Paylaş
Son günlerde basında palm yağı zararlı diye haberler çıkmaya başladı. Haberlerden sonra da tüm herkesin endişelenmesini normal bir davranış olarak görüyorum. Ancak yetkili kuruluşlar tarafından açıklanacak ve son noktayı koyacak gerçek verileri beklemek gerekiyor.
Palm yağı, 1970 ‘lerin başından itibaren Malezya ve Endonezya’da yemeklik yağ olarak üretilmektedir. Hatta dünyanın yağ ihtiyacının yüzde 33’ü bu yağdan karşılanmaktadır.
Palm olein ve palmiye yağı olarak da bilinen palm yağı palm ağacının meyvesinden ve palm meyvesinin çekirdeğinden elde edilen bitkisel bir yağ çeşididir.
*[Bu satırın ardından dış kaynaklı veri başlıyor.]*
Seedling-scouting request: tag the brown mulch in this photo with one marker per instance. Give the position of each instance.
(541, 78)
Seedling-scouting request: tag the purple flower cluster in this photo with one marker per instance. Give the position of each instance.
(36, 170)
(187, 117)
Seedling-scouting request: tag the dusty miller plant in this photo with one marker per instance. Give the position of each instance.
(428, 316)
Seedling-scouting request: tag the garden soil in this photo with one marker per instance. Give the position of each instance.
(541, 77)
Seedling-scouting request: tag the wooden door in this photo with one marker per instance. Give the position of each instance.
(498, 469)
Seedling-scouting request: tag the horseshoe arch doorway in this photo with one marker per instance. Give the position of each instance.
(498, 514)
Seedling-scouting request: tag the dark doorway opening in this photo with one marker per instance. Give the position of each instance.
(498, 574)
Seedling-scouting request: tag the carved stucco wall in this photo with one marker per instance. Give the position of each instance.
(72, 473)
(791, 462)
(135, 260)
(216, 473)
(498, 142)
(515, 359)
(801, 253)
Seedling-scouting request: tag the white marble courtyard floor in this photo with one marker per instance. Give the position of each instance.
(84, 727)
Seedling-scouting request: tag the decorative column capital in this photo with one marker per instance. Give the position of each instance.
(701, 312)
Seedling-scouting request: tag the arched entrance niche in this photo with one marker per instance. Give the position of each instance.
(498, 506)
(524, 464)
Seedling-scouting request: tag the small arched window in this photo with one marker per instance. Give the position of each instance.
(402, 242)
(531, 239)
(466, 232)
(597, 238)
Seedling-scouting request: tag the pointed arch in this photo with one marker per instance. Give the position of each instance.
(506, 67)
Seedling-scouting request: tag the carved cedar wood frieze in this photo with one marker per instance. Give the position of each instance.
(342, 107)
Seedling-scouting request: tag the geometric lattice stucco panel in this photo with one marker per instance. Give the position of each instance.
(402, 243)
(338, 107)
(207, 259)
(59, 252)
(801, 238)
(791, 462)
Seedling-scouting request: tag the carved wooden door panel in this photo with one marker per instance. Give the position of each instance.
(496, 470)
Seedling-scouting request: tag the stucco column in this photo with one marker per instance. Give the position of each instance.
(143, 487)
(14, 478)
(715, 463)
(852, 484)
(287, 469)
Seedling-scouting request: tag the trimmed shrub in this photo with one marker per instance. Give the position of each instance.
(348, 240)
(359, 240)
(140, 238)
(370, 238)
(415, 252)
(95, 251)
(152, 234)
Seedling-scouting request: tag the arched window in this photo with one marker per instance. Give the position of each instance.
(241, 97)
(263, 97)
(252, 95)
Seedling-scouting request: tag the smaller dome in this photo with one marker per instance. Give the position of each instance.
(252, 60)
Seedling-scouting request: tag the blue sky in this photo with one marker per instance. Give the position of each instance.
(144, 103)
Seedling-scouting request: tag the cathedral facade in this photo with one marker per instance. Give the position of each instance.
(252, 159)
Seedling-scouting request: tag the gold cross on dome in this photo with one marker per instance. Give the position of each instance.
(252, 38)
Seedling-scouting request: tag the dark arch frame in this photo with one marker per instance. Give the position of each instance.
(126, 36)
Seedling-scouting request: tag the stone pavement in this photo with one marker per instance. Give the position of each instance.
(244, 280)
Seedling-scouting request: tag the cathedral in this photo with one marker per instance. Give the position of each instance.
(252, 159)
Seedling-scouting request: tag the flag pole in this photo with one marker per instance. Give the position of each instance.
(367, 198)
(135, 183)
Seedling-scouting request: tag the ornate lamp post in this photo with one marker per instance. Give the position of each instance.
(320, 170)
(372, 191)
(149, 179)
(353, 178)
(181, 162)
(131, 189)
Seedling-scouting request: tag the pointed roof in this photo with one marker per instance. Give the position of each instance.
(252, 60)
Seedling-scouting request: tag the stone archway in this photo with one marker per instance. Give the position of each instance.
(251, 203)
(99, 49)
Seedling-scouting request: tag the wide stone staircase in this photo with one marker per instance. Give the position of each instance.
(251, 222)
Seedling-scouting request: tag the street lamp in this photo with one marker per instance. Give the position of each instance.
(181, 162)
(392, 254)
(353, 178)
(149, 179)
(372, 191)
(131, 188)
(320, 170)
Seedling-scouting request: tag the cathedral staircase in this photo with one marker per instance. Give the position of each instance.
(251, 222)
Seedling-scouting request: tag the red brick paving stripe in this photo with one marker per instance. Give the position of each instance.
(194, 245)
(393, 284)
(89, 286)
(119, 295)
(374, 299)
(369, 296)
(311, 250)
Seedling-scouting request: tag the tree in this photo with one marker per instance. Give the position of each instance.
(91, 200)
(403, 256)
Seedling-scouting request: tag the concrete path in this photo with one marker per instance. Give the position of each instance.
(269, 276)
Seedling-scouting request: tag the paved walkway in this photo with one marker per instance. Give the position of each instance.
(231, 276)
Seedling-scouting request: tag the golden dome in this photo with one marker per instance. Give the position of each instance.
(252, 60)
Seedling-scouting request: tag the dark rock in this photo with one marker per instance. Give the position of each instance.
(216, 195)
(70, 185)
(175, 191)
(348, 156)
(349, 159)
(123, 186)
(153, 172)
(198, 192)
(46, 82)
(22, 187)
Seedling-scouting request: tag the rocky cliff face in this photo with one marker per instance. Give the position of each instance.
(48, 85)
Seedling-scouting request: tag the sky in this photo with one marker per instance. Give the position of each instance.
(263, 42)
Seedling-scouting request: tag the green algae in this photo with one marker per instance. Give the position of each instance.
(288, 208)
Palm yağının için de trans yağ var şeklinde konuşmalar gündeme oturmuştur. Bu konuyu netleştirmek gerekli. Palm yağı trans yağ içermez, doymuş ve doymamış yağların birleşmesinden oluşur…
1 yemek kaşığı palm yağı: 120 kaloridir , %50'si doymuş, %40'ı doymamış, %10'u ise çoklu doymamış yağdan oluşur.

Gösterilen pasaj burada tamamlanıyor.